Amanda: Yeah, and we actually have, even with life insurance companies, there are three different life insurance companies for each of those scenarios that we shared, so you want to be working with someone that can represent multiple companies. At least that's been true for us. That has been really good.
Again, if you've been following Grandma's Wealth Wisdom for a while, you might know that we talk about whole life a lot, and just to be totally transparent, we now are licensed life insurance agents in multiple states and we do this as part of our thing, but we didn't choose whole life in order to sell it. [23:12.5]
We chose that for ourselves because it was the right thing for us from our perspective, and then we use debt for about five years, four to five years, and experienced all these benefits right away, and so when we were selling our former business and looking at, How can we really help people? What's this next opportunity that we can make a difference in people's lives? we thought that was meant for us, how that can help other people, so that's why we got into this.
Brandon: Yeah, and it impacted our lives.
Amanda: Yeah, I’ve got to say one more thing about that. Even though we're licensed and we're brokers and can represent multiple companies, you should take this video as just our stories and you should dig in. Sure, go read those articles that hate whole life online, but also take a serious look, whether…hopefully, you'll do that with us. [24:02.1]

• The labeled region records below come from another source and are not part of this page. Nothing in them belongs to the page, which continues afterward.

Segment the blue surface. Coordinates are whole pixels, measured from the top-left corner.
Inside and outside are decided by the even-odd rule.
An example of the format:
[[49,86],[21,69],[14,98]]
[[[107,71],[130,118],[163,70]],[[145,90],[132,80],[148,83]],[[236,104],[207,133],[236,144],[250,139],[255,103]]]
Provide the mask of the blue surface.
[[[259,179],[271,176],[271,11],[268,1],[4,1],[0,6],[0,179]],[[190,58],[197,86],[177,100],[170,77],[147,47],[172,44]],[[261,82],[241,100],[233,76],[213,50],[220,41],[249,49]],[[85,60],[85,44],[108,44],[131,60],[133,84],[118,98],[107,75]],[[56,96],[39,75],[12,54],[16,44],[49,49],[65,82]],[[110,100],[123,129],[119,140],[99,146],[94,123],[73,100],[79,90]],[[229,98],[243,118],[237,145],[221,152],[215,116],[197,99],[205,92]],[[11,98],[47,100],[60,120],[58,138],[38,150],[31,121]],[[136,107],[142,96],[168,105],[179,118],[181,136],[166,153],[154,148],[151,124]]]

But the only way to decide if this is right for you or wrong for you is to actually get a financial analysis, go through the process, find out what this could look like for you. Maybe it fits in now, maybe it fits in the future, but get that unique, personalized feedback. Don't just make a decision before you do that. Don't take our advice or our comments, our story in this video as personalized financial advice. You need to work with a professional that knows your unique situation in order to do that.
Brandon: Yeah. I mean, I think you said a lot there. I think, again, the reason we got into this is because it made a difference for us. If we would have known some of the haters and so much that's out there…
Amanda: We probably would never have done that.
Brandon: But, again, I look at our economic climate and I look at where people are at now and saying, Man, we have a lot of work to do and how are we protecting the people we care about the most?
Amanda: And ourselves.
Brandon: And ourselves, yeah, and I think that's a challenge. We are going to be facing more and more challenges and, again, we're going to be in more and more entrepreneur-like spaces. So, how do we do that? That's part of why we created this. [25:16.7]
Amanda: And we'll catch the next time to help you break through to a smart, stable, financial future, using the time-tested wisdom of the greatest generation.
The topics presented in this podcast are for general information only and not for the purposes of providing legal, accounting or investment advice. On such matters, please consult a professional who knows your specific situation.